INTRODUCTION: Palladium (II) complexes are promising anticancer agents with potential advantages over platinum drugs. This study aimed to synthesize and characterize three new Pd(II) complexes (2a-2c) with Schiff base ligands derived from salicylic acid and amine scaffolds, and to evaluate their antitumor activity against prostate cancer cells. METHODS: The Pd(II) complexes were synthesized and structurally characterized. Cytotoxicity was tested on two human prostate cancer cell lines (PC-3, DU-145) and healthy fibroblasts (MRC-5). Apoptosis induction was assessed by flow cytometry, with a focus on Bcl-2 and caspase proteins. Molecular docking was used to examine binding to the androgen receptor (AR) and apoptotic regulators (CASP3, BCL2, BAX).
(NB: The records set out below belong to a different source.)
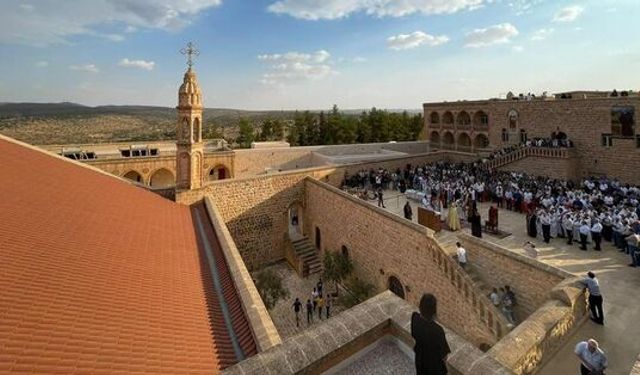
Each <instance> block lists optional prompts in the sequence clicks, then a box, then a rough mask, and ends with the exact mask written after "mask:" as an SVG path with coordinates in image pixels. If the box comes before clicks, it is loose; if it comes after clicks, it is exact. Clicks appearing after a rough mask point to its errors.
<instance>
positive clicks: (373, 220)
mask: <svg viewBox="0 0 640 375" xmlns="http://www.w3.org/2000/svg"><path fill="white" fill-rule="evenodd" d="M305 191H306V206H305V212H306V217H305V220H304V221H303V222H304V225H305V232H306V233H312V234H313V238H312V242H314V243H317V242H320V243H321V254H323V253H324V252H326V251H341V249H342V248H343V246H344V248H346V250H347V252H348V254H349V257H351V258H352V259H353V263H354V273H355V275H357V276H358V277H359V278H361V279H364V280H366V281H367V282H369V283H372V284H374V285H375V286H376V288H377V289H378V290H384V289H387V288H388V287H389V280H390V278H391V277H394V278H396V279H397V280H398V281H399V282H400V284H402V288H403V292H404V294H405V298H406V299H407V300H408V301H409V302H411V303H412V304H414V305H416V306H417V305H418V302H419V299H420V297H421V296H422V294H423V293H433V294H435V295H436V296H437V297H438V299H439V301H440V303H439V316H440V318H441V319H442V322H443V323H444V324H445V325H447V327H449V328H451V329H453V330H454V331H456V332H457V333H459V334H460V335H462V336H464V337H465V338H467V339H468V340H470V341H472V342H473V343H474V344H475V345H477V346H480V345H481V344H485V345H489V346H491V345H493V344H494V343H495V342H496V341H497V340H498V339H499V338H501V337H502V336H503V335H505V334H506V333H507V331H508V328H507V325H508V324H507V322H506V320H505V319H504V317H503V316H502V314H501V313H500V312H498V311H497V310H496V309H495V307H494V306H493V305H491V303H490V302H489V300H488V299H487V298H486V297H485V296H483V295H482V292H481V291H479V290H477V289H476V287H475V286H474V284H473V282H472V281H471V279H470V278H469V276H468V275H467V274H466V273H465V272H464V271H463V270H462V269H461V268H460V266H459V265H458V264H457V263H456V262H454V261H453V260H452V259H451V258H450V257H448V256H447V255H446V254H445V252H444V250H442V249H441V248H440V247H439V245H438V244H437V242H436V241H435V240H434V239H433V238H432V237H430V236H429V229H427V228H426V227H423V226H421V225H418V224H416V223H413V222H410V221H408V220H405V219H404V218H402V217H400V216H398V215H394V214H392V213H389V212H387V211H386V210H383V209H380V208H378V207H375V206H373V205H371V204H369V203H366V202H364V201H362V200H360V199H357V198H355V197H352V196H351V195H349V194H346V193H345V192H343V191H341V190H338V189H336V188H334V187H332V186H329V185H327V184H323V183H321V182H319V181H316V180H314V179H310V178H307V179H306V180H305ZM316 228H317V230H316ZM316 233H319V234H320V239H319V240H318V239H317V238H316Z"/></svg>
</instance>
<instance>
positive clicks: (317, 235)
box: [315, 227, 322, 250]
mask: <svg viewBox="0 0 640 375" xmlns="http://www.w3.org/2000/svg"><path fill="white" fill-rule="evenodd" d="M315 235H316V236H315V242H316V249H318V250H321V247H322V237H321V233H320V228H318V227H316V233H315Z"/></svg>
DNA and human serum albumin (HSA) binding were also investigated. RESULTS: All complexes showed significant cytotoxicity. Notably, complex 2c exhibited more potent cytotoxic activity than cisplatin in prostate cancer cell lines, with lower IC(50) values after 72 h exposure in DU-145 (7.1 µM vs. 8.2 µM) and PC-3 cells (8.6 µM vs. 21.9 µM), while showing reduced toxicity in normal MRC-5 cells (42.3 µM vs. 24.4 µM). Apoptosis was confirmed as the primary cytotoxic mechanism, involving the activation of Bcl-2 and caspases. Docking studies revealed that complex 2c had the strongest binding affinity to AR and apoptotic proteins, mediated by hydrogen bonds, π-π stacking, and hydrophobic interactions. DNA and HSA binding supported their biological relevance. CONCLUSION: Complex 2c exhibits potent anticancer activity through the induction of apoptosis and dual targeting of the AR and apoptotic pathways, making it a promising candidate for further development of anticancer drugs.